We can think that Web Search is an Information Retrieval Problem. Compared to searching a database, the search for document contents is more terrifying since it is not structured. Documents should be indexed for making the search easier and less time-consuming.
Each document has object terms namely, the author’s name, document URL, and the date of publication. It may also have non-objective terms intended to reflect the information known as content terms. The effectiveness of search engines can be measured by two main parameters:
- Indexing exhaustivity
- Term specificity
Indexing is the processing of a document representation by assigning content descriptions or terms to the document.
In indexing, Web documents are characterized by recall (the ratio of the number of relevant documents retrieved to the total number of documents retrieved). This function can be performed either manually or automatically.
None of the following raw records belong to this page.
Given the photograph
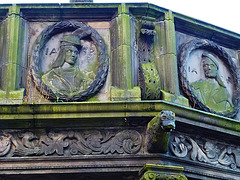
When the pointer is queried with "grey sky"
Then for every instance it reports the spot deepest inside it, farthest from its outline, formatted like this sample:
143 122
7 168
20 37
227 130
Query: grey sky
224 14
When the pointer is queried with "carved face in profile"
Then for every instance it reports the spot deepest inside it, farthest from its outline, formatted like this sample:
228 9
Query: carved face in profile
210 68
71 54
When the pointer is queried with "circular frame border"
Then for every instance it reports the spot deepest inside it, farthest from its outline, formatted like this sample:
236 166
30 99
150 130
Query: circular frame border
203 44
83 31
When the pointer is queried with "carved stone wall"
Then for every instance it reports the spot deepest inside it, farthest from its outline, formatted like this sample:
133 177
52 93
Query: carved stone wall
212 152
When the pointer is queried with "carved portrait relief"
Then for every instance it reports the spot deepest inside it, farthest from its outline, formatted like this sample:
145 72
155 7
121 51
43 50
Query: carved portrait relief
209 77
69 61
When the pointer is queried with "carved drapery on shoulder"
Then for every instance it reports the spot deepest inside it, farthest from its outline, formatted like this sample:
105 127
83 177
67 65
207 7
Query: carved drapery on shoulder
69 61
209 77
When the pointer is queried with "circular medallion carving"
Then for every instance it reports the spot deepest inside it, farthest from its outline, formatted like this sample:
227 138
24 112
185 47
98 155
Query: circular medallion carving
209 77
69 61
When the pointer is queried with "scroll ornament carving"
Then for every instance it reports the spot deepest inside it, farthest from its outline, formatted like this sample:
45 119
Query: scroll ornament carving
206 152
68 143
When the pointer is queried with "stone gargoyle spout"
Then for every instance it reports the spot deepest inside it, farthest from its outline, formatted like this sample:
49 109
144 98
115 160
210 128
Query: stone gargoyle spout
158 132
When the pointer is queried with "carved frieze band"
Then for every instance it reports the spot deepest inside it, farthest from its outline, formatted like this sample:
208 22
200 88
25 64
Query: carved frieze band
206 151
68 143
161 176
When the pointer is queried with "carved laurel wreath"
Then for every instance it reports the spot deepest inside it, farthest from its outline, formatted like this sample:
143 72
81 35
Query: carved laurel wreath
83 31
204 44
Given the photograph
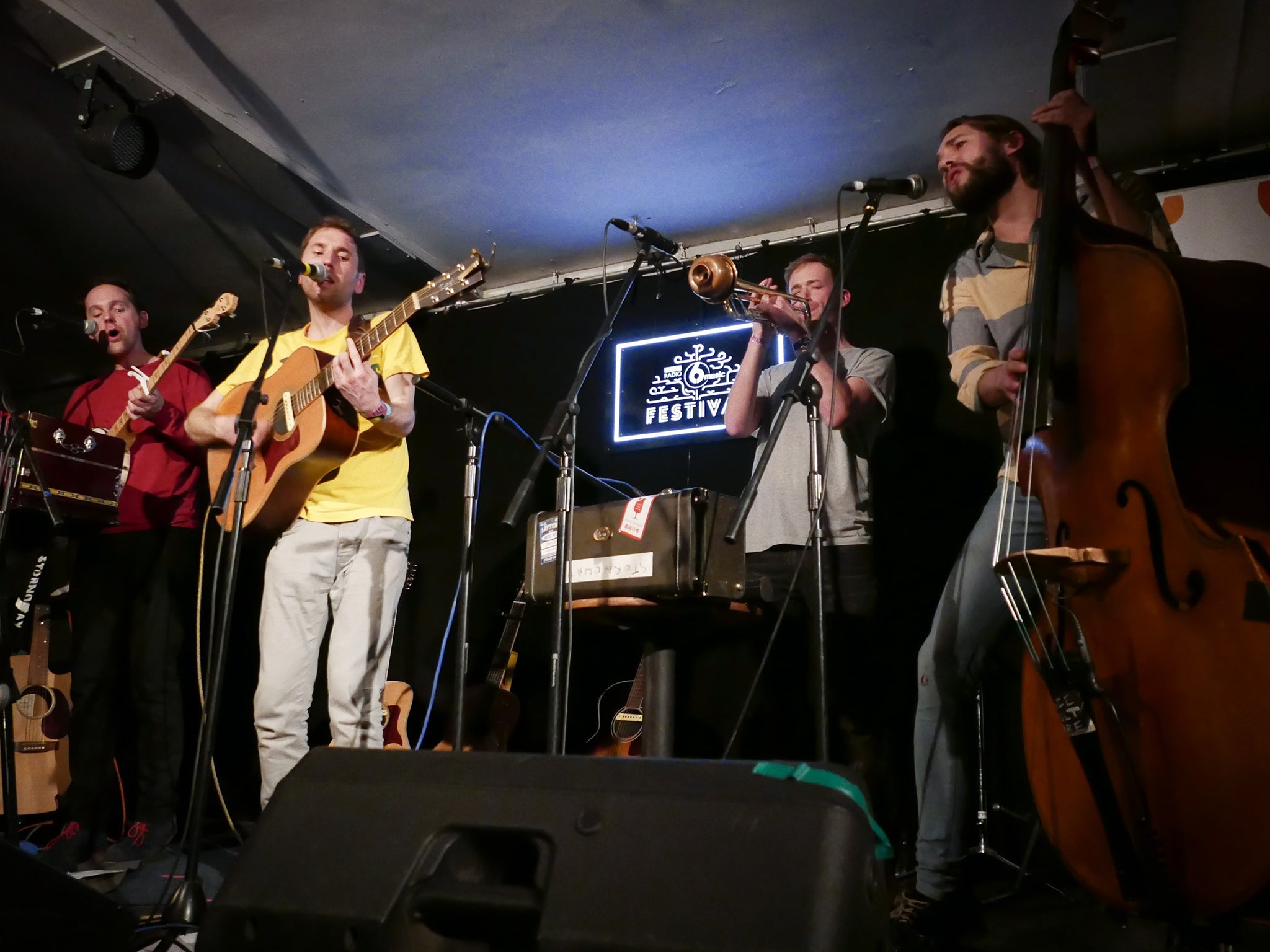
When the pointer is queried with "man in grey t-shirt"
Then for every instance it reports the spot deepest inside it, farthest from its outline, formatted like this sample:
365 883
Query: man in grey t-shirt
858 385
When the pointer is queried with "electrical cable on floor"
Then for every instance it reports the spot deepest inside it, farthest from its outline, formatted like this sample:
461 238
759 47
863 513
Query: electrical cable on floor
454 603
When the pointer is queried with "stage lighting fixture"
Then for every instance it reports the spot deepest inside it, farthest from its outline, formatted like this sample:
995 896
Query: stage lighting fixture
112 134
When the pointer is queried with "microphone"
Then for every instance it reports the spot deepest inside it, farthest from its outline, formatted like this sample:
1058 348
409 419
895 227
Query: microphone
654 239
48 319
318 272
912 187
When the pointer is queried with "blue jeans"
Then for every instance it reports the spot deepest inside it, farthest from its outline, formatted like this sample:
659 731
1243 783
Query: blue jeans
970 619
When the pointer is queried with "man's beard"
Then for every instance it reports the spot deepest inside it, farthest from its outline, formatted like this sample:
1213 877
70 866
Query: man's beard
985 183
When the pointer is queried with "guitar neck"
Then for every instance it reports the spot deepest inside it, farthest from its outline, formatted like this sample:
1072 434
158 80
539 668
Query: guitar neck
507 641
37 668
365 343
637 697
168 361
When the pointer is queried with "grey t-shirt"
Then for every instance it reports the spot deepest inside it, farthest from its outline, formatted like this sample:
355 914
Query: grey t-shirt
780 514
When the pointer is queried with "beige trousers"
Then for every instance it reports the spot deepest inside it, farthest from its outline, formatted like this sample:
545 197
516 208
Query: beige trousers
349 575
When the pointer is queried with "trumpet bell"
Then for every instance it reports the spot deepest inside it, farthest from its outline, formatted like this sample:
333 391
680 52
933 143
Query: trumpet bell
713 278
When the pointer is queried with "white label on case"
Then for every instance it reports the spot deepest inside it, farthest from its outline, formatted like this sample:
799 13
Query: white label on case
636 517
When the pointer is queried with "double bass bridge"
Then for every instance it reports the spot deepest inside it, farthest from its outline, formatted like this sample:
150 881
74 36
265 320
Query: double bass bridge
1075 568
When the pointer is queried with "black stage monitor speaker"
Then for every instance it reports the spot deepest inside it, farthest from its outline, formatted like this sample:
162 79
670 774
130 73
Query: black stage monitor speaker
367 851
47 910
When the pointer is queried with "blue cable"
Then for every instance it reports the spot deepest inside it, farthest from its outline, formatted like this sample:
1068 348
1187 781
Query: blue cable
454 603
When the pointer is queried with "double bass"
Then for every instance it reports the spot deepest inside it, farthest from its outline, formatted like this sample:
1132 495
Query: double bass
1146 715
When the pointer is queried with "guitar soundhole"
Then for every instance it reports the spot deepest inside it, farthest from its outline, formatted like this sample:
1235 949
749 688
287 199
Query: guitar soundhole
36 702
628 724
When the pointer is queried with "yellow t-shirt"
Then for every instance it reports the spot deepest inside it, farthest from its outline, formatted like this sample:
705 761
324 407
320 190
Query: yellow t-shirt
373 482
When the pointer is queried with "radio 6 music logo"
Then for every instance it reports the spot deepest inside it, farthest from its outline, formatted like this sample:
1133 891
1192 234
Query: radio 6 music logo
693 387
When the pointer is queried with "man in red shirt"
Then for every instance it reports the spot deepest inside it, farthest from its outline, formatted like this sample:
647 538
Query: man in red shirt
133 593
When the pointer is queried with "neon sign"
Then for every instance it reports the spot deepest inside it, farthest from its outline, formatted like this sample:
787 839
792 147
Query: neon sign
676 386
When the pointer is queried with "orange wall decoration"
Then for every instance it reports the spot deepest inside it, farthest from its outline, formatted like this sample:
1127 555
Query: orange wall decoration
1230 220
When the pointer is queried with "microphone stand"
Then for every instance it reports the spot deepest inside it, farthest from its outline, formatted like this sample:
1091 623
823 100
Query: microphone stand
804 389
471 414
562 436
18 446
190 902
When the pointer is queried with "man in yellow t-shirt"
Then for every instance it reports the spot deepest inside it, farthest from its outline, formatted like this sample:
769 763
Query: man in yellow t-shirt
343 560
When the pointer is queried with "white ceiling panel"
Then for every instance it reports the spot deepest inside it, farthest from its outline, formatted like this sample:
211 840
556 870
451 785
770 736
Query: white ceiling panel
451 125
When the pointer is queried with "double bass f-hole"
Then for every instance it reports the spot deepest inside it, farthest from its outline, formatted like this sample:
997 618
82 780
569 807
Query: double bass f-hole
1194 579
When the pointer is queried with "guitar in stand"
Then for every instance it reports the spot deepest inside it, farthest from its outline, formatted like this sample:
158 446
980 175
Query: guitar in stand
491 710
398 697
626 724
313 428
43 715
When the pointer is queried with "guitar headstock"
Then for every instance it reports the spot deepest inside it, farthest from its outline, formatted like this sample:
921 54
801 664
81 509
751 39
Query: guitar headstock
225 305
463 277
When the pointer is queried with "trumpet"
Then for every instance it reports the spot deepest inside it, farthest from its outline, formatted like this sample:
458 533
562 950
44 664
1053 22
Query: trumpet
714 278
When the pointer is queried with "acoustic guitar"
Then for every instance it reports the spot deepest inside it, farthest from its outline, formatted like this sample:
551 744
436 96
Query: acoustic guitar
42 719
398 697
491 710
225 305
626 724
313 428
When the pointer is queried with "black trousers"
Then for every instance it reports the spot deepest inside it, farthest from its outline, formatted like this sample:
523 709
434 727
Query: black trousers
133 598
784 718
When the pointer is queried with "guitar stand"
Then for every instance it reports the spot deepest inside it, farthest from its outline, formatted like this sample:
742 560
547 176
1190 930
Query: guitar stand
982 813
18 439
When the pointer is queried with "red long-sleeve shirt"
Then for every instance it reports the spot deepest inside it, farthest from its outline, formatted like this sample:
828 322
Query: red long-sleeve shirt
166 467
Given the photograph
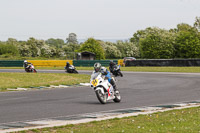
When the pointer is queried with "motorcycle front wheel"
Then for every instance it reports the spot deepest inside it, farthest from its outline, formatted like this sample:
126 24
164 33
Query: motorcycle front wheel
117 97
34 71
75 71
101 97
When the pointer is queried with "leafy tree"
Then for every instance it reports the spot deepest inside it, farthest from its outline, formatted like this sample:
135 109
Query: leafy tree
187 43
71 47
157 44
92 45
58 43
197 23
8 49
110 50
72 38
128 49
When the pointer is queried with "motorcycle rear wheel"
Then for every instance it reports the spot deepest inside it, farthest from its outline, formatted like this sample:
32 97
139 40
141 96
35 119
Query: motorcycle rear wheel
101 97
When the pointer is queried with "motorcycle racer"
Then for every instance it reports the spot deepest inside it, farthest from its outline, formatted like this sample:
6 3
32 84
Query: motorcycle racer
104 71
111 64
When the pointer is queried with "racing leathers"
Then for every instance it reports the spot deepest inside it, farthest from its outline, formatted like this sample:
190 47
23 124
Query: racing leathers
105 72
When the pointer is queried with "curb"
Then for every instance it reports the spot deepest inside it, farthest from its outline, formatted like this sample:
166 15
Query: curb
97 116
45 87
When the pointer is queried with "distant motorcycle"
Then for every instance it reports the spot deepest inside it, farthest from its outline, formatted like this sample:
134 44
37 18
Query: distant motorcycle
103 89
71 69
116 71
30 68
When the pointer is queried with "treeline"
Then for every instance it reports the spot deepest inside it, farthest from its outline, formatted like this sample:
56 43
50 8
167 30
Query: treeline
150 43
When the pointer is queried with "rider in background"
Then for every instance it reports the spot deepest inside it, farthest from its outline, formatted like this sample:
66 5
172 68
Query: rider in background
26 64
112 64
104 71
67 66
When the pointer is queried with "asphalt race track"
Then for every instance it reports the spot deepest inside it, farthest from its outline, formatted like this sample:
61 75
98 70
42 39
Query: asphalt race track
137 89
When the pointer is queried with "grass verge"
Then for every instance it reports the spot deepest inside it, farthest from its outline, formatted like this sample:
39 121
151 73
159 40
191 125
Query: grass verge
134 69
175 121
14 80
But many Websites render manual indexing quite impractical.
Automatic indexing includes single-term indexing, statistical methods, as well as information theoretical and probabilistic methods. In addition to this, automatic indexing uses linguistic and multi-term or phrase indexing.
Since the internet is a vast collection of information, it is difficult to find the specific information you actually need. Therefore, the search features in a Web browser such as Internet Explorer provides easy access to a special facility called a search engine. Search engines scan the Internet for the words or topics you are looking for.
A Search Engine is a software that searches through a database of Web pages for specific information.
Types of Search Engines
Google is an interesting search engine having many unique features. For example, you want to search for company information. It is useful for company searches because of the unusual way it ranks Websites. Type http://www.google.com in the Address bar and press Enter to go to the Google home page.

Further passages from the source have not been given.